A highly optimized way to match strings against a large set of pattern matching expressions quickly. It breaks down the pattern matchers into pieces and organizes them in a Trie (prefix search tree) structure, allowing them to be searched in roughly logarithmic time, versus linear time for just an array of regular expressions, for instance.


Using NPM:

$ npm install glob-trie.js

Now a simple require will bring it on:

var GlobTrie = require("glob-trie.js");


  • In some rare cases, like a match class sandwiched between asterisks, you'll get duplicate matches.
  • GlobTrie.walk looks wonky because I've performance optimized it.
  • There are probably some edge cases where I'm not checking things properly and syntax errors in expressions will create odd output.
  • No captures right now, but that's on the list, if I can get it to work without impacting mainline performance.
  • The expression syntax WILL change in the future as I add features, so use a specific version.

Expression Support

Currently GlobTrie only supports a very small set of pattern matching tools, similar to what's commonly available for file path matching.

    •  will match any character 0 to infinity times
  • ? will match any character once
  • \ will escape * and ? and [ and ]
  • [...] will match a RegExp-compatible character class once
  • anything else gets matched at face value

Use It

var trie = new GlobTrie();

trie.add("http://www.*.com/", "A .com website!");
trie.add("http://www.*.net/", "A .net website!");
trie.add("http://www.*.org/", "A .org website!");
trie.add("http://*.??/", "A 2-character TLD website!");
trie.add("http://*/", "A website!");

trie.collect("http://www.nodejs.org/"); // => [ "A .org website", "A website!" ]
trie.collect("ftp://ftp.cdrom.com/");   // => []
trie.collect("http://t.co/");           // => [ "A 2-character TLD website!", "A website!" ]

trie.remove("http://*/", "A website!");
trie.collect("http://t.co/");           // => [ "A 2-character TLD website!" ]


Using the brute-perf.js and perf.js scripts, performance can be compared.

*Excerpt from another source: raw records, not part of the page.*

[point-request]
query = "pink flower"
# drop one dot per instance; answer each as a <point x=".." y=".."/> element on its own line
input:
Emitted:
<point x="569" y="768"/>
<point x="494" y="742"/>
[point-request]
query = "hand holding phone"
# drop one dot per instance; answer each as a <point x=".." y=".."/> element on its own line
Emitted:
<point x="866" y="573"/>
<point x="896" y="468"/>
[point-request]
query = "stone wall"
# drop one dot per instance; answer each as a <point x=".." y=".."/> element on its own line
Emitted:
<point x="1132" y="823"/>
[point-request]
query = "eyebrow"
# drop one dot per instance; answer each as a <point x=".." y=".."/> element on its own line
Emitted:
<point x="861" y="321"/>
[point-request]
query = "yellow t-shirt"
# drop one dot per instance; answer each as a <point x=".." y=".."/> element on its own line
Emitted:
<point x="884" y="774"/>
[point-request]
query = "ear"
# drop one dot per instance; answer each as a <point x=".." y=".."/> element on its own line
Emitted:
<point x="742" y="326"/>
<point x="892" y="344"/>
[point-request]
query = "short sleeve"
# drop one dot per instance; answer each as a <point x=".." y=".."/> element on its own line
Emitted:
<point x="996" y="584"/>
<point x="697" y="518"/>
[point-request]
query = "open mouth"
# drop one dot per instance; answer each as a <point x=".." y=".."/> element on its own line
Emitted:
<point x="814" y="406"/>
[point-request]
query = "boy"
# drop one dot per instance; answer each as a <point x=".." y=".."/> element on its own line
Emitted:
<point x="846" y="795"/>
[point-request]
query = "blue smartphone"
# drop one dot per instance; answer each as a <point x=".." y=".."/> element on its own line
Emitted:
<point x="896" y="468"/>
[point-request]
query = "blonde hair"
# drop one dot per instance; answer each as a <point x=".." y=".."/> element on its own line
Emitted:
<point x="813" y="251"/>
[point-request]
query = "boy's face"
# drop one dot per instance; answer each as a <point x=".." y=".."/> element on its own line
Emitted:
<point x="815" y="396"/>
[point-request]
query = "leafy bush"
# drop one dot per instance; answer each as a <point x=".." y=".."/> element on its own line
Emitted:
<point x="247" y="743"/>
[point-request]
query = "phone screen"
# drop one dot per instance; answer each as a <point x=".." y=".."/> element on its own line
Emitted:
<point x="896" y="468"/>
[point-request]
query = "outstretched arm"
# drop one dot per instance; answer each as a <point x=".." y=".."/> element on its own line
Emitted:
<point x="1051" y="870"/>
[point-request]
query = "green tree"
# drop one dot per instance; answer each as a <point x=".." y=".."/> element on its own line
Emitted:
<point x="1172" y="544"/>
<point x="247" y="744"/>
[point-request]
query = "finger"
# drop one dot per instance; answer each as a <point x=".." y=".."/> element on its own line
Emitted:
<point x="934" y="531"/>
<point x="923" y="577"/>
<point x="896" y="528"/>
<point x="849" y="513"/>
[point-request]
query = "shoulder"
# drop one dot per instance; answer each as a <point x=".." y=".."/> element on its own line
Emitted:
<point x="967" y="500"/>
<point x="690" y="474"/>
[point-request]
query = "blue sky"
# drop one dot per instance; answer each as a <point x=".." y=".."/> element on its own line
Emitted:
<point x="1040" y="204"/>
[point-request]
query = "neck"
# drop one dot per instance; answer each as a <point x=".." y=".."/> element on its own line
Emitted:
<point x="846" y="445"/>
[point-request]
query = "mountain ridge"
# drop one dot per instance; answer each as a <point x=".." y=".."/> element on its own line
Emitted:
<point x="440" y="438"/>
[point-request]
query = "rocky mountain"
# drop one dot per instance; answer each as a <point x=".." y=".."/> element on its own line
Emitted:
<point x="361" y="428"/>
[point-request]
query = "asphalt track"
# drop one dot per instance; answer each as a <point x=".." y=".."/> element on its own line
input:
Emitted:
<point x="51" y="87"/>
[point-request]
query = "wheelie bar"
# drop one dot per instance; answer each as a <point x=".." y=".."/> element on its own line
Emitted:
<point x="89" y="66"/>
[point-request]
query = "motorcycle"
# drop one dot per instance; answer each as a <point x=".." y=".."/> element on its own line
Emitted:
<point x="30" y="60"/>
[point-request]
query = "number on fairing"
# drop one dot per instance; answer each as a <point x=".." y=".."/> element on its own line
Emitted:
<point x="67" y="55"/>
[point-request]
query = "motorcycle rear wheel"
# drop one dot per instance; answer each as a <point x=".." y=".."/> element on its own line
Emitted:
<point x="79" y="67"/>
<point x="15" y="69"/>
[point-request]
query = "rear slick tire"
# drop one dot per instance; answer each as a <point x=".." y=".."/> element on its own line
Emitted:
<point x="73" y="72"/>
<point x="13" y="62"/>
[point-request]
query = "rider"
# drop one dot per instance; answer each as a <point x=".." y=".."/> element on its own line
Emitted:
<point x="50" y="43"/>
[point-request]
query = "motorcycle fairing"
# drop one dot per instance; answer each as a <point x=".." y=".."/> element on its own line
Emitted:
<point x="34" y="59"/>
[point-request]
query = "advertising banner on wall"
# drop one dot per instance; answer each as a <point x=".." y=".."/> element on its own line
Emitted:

For the GlobTrie implementation:

$ time node perf.js
Total Expressions: 9720
Total Operations: 10000
Total Found: 76000
Effective Operations: 97200000

real	0m0.618s

For the array of regular expressions implementation:

$ time node brute-perf.js
Total Expressions: 9720
Total Operations: 10000
Total Found: 76000
Effective Operations: 97200000

real	0m54.990s

Big difference! Note that because it's a logarithmic algorithm, the difference between the two will get wider and wider as the size of the expression list grows.